Either way, humans started drinking coffee, and they haven’t stopped since. From Ethiopia, coffee spread across the ocean to Yemen and proliferated throughout the Arabian peninsula. Here it gave rise coffeehouses or qahveh khaneh, which became hubs of social and cultural activity.
Coffee didn’t make its way to Italy until 16th century, when Venetian sailors brought it back from the Ottoman empire.
At first this black, bitter liquid was feared to be from the devil, and local priests called on Pope Clement VIII to denounce it.
But, the legend goes, the pope decided to give the drink a try before delivering his judgement; and after a few sips, he proclaimed, “This Satan’s drink is so delicious that it would be a pity to let the infidels have exclusive use of it.” He gave the drink his blessing – but not before baptising the beans, just to be safe.
Coffeehouses subsequently started popping up in Venice in around the late 17th century, and by the mid-1700s there were over 200 of them, frequented by great artists, writers and poets of the time.
But it wasn’t until the late 19th century that a series of Italian inventors started devising the innovations that led to Italy gaining its current reputation as Europe’s custodian of coffee.

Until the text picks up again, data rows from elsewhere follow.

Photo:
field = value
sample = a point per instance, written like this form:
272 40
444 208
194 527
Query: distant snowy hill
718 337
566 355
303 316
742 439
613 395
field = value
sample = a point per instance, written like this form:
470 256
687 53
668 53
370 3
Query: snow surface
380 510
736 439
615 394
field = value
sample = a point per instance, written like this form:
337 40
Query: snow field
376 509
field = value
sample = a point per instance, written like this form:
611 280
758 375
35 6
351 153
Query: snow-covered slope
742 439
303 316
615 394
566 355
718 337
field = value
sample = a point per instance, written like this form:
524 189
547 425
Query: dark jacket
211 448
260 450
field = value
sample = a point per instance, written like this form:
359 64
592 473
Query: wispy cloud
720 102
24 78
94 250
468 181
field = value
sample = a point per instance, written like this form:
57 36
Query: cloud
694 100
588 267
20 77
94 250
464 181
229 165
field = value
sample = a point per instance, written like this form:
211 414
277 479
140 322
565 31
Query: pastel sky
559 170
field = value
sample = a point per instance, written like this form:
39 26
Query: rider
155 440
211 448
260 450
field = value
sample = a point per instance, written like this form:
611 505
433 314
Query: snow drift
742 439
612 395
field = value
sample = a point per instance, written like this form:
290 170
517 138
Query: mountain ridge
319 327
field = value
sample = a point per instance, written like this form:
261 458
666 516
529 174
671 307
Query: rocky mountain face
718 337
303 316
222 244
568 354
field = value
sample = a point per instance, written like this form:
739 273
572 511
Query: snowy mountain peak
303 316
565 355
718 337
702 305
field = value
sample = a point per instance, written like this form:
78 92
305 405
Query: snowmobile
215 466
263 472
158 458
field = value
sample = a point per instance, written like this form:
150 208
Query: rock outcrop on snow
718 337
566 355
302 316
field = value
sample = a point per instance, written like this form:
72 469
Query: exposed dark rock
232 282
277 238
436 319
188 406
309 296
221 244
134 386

As coffee became more and more popular, people started looking for ways to produce it at speed rather than having to leave each cup to brew for several minutes, and the idea of forcing steam through coffee grounds at pressure in order to make coffee quickly began to take hold.
An old-fashioned Italian espresso machine. Photo by Gabriella Clare Marino on Unsplash The first effort at something approaching an espresso (literally, ‘pressed out’) machine was presented by Angelo Moriondo at the Turin General Exposition in 1884, where it won a bronze medal – but the device was somewhat impractical in its design, and was never produced commercially.
A while later, in 1901, Milanese inventor Luigi Bezzerra developed and patented a smaller and more efficient version of the machine, making it commercially viable, though it still had some faults.
By 1906, Bezzerra and fellow inventor Desiderio Pavoni had more or less perfected their version of the instrument, and the first steam-based espresso machine went on the market.
This device was ultimately replaced by Achille Gaggia’s 1938 invention, which dispensed with the steam (which could give the coffee a burnt flavour) and made espresso by forcing hot water through the coffee grounds at very high pressure, producing a highly concentrated drink very similar to what we think of as espresso today.
In between, one Alfonso Bialetti came out with his stovetop Moka caffettiera in 1933, which allowed ordinary Italians to make something not unlike espresso coffee in the comfort of their own homes.
With these inventions, Italy developed a reputation for being Europe’s, if not the world’s, coffee capital – a recognition it guards fiercely today.
The question of who ‘owns’ Italy’s coffee culture was raised earlier this year, when it transpired that the Consortium for the Protection of Traditional Italian Espresso Coffee in Treviso and the Region of Campania had separately sought UNESCO recognition for the espresso coffee tradition; the consortium representing all of Italy and Campania representing Naples, which is particularly proud of its coffee culture.
One academic who worked on Campania’s bid decried the Treviso consortium’s application as “an act of war by the north against the south”, the Wall Street Journal reported at the time, while the consortium’s founder Giorgio Caballini described Naples’ attempt to assert ownership over Italian espresso as “unacceptable”.
In the end, neither won: Italy’s UNESCO committee told the two groups it was disallowing both their candidacies, and to apply again as a united front next year. Hopefully, they can resolve their differences – perhaps over an espresso or two.